“And she told me a story yesterday/About the sweet love between the moon and the deep blue sea”
(Full disclosure: I received a free electronic ARC for review through NetGalley.)
Someday, he and Miel would be nothing but a fairy tale. When they were gone from this town, no one would remember the exact brown of Miel’s eyes, or the way she spiced recado rojo with cloves, or even that Sam and his mother were Pakistani. At best, they would remember a dark-eyed girl, and a boy whose family had come from somewhere else. They would remember only that Miel and Sam had been called Honey and Moon, a girl and a boy woven into the folklore of this place.
The closer she got to him, the more she felt it in her roses, like a moon pulling on a sea.
Miel and Samir are the odd ones out in their small town. In a sea of white faces, their brown skin marks them as different (she, Latina; he, Pakistani); and in this tight-knit community, their outsider status is only compounded by the fact that they were not born here.

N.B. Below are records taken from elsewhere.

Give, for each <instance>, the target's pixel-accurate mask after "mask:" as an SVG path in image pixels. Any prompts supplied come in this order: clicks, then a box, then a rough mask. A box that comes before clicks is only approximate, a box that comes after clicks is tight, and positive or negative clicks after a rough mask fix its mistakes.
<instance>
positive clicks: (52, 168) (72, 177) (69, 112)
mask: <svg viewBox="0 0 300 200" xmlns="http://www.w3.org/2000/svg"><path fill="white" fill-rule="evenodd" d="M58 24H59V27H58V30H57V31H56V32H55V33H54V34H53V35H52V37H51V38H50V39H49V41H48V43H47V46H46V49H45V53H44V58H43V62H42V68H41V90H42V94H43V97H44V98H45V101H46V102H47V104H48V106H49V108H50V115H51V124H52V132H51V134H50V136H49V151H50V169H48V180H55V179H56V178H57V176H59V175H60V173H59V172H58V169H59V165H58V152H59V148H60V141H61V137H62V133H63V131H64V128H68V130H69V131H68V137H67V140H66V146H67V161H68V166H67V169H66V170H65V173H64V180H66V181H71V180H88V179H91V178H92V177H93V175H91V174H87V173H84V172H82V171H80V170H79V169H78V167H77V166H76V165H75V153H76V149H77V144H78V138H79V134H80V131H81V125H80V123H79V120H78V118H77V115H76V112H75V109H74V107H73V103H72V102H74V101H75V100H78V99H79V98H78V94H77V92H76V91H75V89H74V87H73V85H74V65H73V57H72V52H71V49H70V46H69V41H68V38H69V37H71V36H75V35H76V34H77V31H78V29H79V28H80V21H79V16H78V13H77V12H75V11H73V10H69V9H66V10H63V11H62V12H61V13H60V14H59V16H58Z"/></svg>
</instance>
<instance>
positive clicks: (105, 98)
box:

Sam’s story is somewhat mundane, or so he thinks: his mother, Yasmin, arrived in search of work. Miel’s origins are a bit more fantastical and mysterious: as a child, she arrived on a wave of rust-brown water, spit out by the abandoned water tower when it was deemed a safety hazard and finally brought down. Angry and hysterical (and no doubt disoriented), Miel kicked and screamed; something about losing the moon. Just a child himself, Sam was the only one brave enough to approach this dangerous, feral girl. He wrapped her in his jacket, soothed her with her voice, and returned the moon to her, one hand-painted, candle-lit orb at a time.
From that point on, they were inseparable, each one half of a whole: Miel and Samir. Honey and Moon. The cursed girl from whose wrist roses grow, and the boy who everyone insists on calling a girl. The girl who’s terrified of pumpkins and water, and the boy who helps pumpkins grow.